Active: Federal lawsuit challenges arbitrary racial distinctions in medical treatment

Facing a severe shortage of two oral antiviral drugs and monoclonal antibodies that effectively treat COVID-19, New York’s Health Department issued directives that providers use when allocating treatments in both the state and city of New York. The directives instruct healthcare providers to prioritize people based not just on objective, scientific criteria, such as cancer, heart conditions and other chronic diseases, but also based on an individual’s race.

New York’s directives prioritize individuals who are non-white or Hispanic or Latino in two ways. First, the directives prioritize members of these groups over identically situated white individuals even if they are at the same risk level, are the same age and have the same number of health risk factors. Second, because race is itself considered a risk factor, every non-white individual is automatically bumped into a higher tier, giving him or her priority access to scarce COVID-19 treatments.

PLF client Jonathan Roberts, a lifelong New Yorker, was born in New York City and grew up in a working-class household. Today, he and his wife live in Manhattan, where he has worked in finance for over 40 years. Because he is 61 years old, fully vaccinated, and white, Jonathan is categorically ineligible to receive these COVID-19 treatments.

For Jonathan, the fight for the American ideal of equality before the law is personal. His mother immigrated from Hungary, where her family faced severe anti-Semitism. He is therefore proud to stand up for his rights and the rights of all New Yorkers to be treated according to their individual needs and not on the basis of race.

PLF client Charles Vavruska is a lifelong New Yorker who was hospitalized with COVID-19 in March 2020. As a fully vaccinated 55-year-old with one risk factor, he is eligible to receive COVID-19 treatments under New York’s directives. Yet, because he is white, he is only eligible to receive these COVID-19 treatments after individuals who belong to a preferred racial group.

Both Jonathan and Charles hope that everyone who needs COVID-19 treatments can get them. But if the government must allocate scarce treatments, it must not do so on the basis of race. Racial discrimination is unjust and unconstitutional, and New York should stop using arbitrary racial distinctions to dictate who can — and who cannot — receive live-saving medical treatment.

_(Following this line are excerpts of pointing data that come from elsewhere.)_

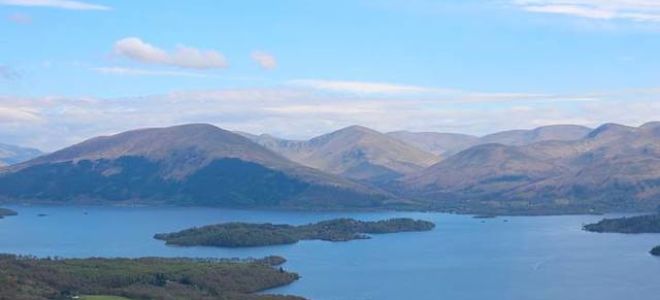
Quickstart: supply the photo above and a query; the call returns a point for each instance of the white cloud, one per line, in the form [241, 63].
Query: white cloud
[293, 112]
[183, 57]
[632, 10]
[143, 72]
[10, 114]
[265, 60]
[62, 4]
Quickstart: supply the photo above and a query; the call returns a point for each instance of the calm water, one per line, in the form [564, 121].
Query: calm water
[463, 258]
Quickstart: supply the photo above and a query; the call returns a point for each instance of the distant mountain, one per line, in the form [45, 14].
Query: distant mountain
[10, 154]
[195, 164]
[612, 168]
[354, 152]
[545, 133]
[447, 144]
[442, 144]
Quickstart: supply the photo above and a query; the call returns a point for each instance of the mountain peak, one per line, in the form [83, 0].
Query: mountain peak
[609, 130]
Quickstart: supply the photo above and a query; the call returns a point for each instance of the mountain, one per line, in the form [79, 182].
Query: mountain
[441, 144]
[194, 164]
[355, 152]
[10, 154]
[447, 144]
[612, 168]
[540, 134]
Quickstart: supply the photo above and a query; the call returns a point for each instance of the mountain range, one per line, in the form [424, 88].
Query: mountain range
[10, 154]
[551, 169]
[354, 152]
[194, 164]
[612, 168]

Represented at no charge by Pacific Legal Foundation, Jonathan and Charles are suing in federal court to stop New York’s unlawful use of race in distributing COVID-19 treatments and to restore equality before the law for all New Yorkers.

What’s At Stake?

  • New York cannot use arbitrary racial distinctions to disfavor individuals for medical treatment. Treatments should be allocated on the basis of need and scientific criteria, not racial classifications.
  • Treating people according to irrelevant characteristics like race violates equality before the law. Racial discrimination is not only unjust but also unconstitutional under the Fourteenth Amendment.